Lessons Written in Steel and Smoke

The war in Ukraine changed how military professionals think about armored warfare. Tank formations that were once protected by their armor and firepower found themselves vulnerable to cheap, commercially available drones operating well beyond the range of traditional defensive systems. What changed was the accessibility, persistence, and reconnaissance capability that drone technology brought to even modestly equipped forces.

The US Army has been watching closely. Now it is actively developing doctrine — the formal playbooks that guide how units operate — for integrating small unmanned aerial systems into armored formations. The goal is ambitious: make drone operation a core competency for every soldier in a tank unit, not a specialized skill held by a few designated operators.

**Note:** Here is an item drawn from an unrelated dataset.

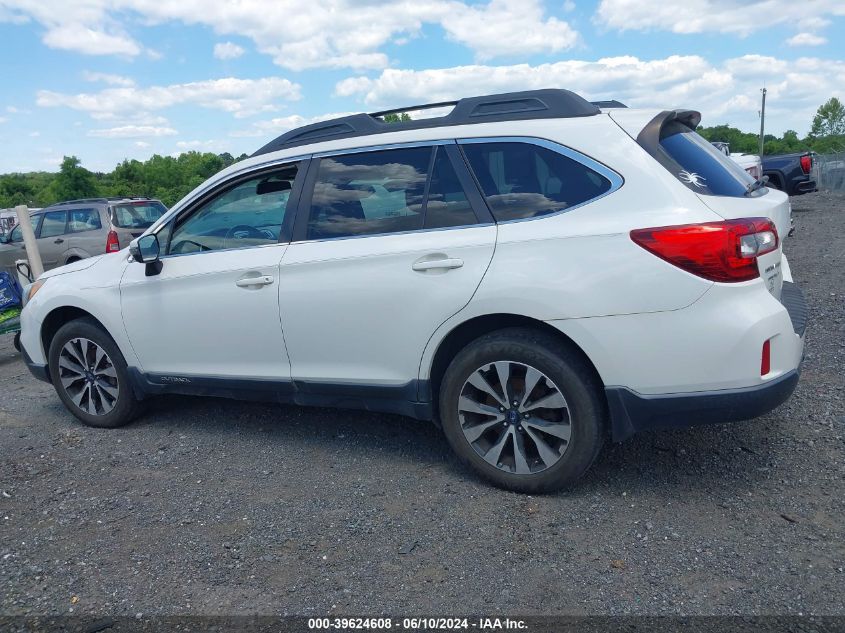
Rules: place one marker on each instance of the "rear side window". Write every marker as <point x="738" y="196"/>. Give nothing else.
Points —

The Vision: Every Soldier a Drone Operator

Army doctrine development is a deliberate process. New concepts must be written, tested, revised, and eventually institutionalized through training programs, equipment procurement, and organizational changes. What makes the current small-drone initiative notable is both the scale of the ambition — every soldier — and the pace at which the Army is moving.

The target capability involves soldiers in armored formations using small drone systems — quadcopters and fixed-wing designs that can be hand-launched — for reconnaissance, overwatch, and target acquisition. These systems extend the tank's situational awareness dramatically, giving crews and commanders a birds-eye view of terrain and threats that armored vehicles are inherently limited in accessing.

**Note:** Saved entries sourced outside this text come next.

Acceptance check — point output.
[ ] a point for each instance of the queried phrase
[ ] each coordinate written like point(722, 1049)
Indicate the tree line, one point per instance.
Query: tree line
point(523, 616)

What Small Drones Add to Armored Operations

Tanks are powerful but have limited situational awareness by design. Crew visibility is constrained by armor protection, and peering out of a hatch exposes soldiers to enemy fire. Small tactical drones address this directly. A quadcopter that can fly 500 meters ahead of a formation and transmit live video gives the platoon leader information that would otherwise require risking scouts or accepting uncertainty.

The ability to look over terrain features before committing vehicles to movement is operationally significant. Beyond reconnaissance, small drones enable persistent overwatch — maintaining visibility on a position while the formation maneuvers — and can carry small payloads for target marking or, increasingly, kinetic effects.

The Technology Available

The commercial drone market has produced capable systems at price points that make broad distribution feasible. Systems can be purchased, maintained, and replaced at costs an order of magnitude lower than traditional military aviation. Counter-drone technologies have also evolved, which means the Army's doctrine must address both how to use drones offensively and defensively — formations need procedures for detecting, classifying, and responding to adversary drones while deploying their own.

The Training Challenge

Making every soldier a drone operator is easy to say and hard to do. Drone operation skills degrade without regular practice. Maintaining a fleet of small drones across a unit requires logistics support. Integrating drone data into the broader command and control picture requires interoperability that doesn't come automatically.

The Army is addressing these challenges through revised training programs and exercises that incorporate small-drone operations from the ground up. The goal is to reach a state where drone employment in armored operations is as routine as radio communications — a baseline skill rather than a specialty.

The Broader Context

The small-drone doctrine initiative sits within a broader Army transformation effort driven by near-peer competitor analysis. China and Russia have invested heavily in drone warfare capabilities, and recent conflicts have provided empirical data about how drone-equipped forces perform against those without equivalent capabilities.

The Army's willingness to move relatively quickly on new doctrine, rather than waiting for a perfect solution, reflects a recognition that incremental real-world experience will be necessary. Writing the book on drone-integrated armored operations is an iterative process — and the first editions will inevitably be revised as units gain operational experience with the technology in exercises and, eventually, in the field.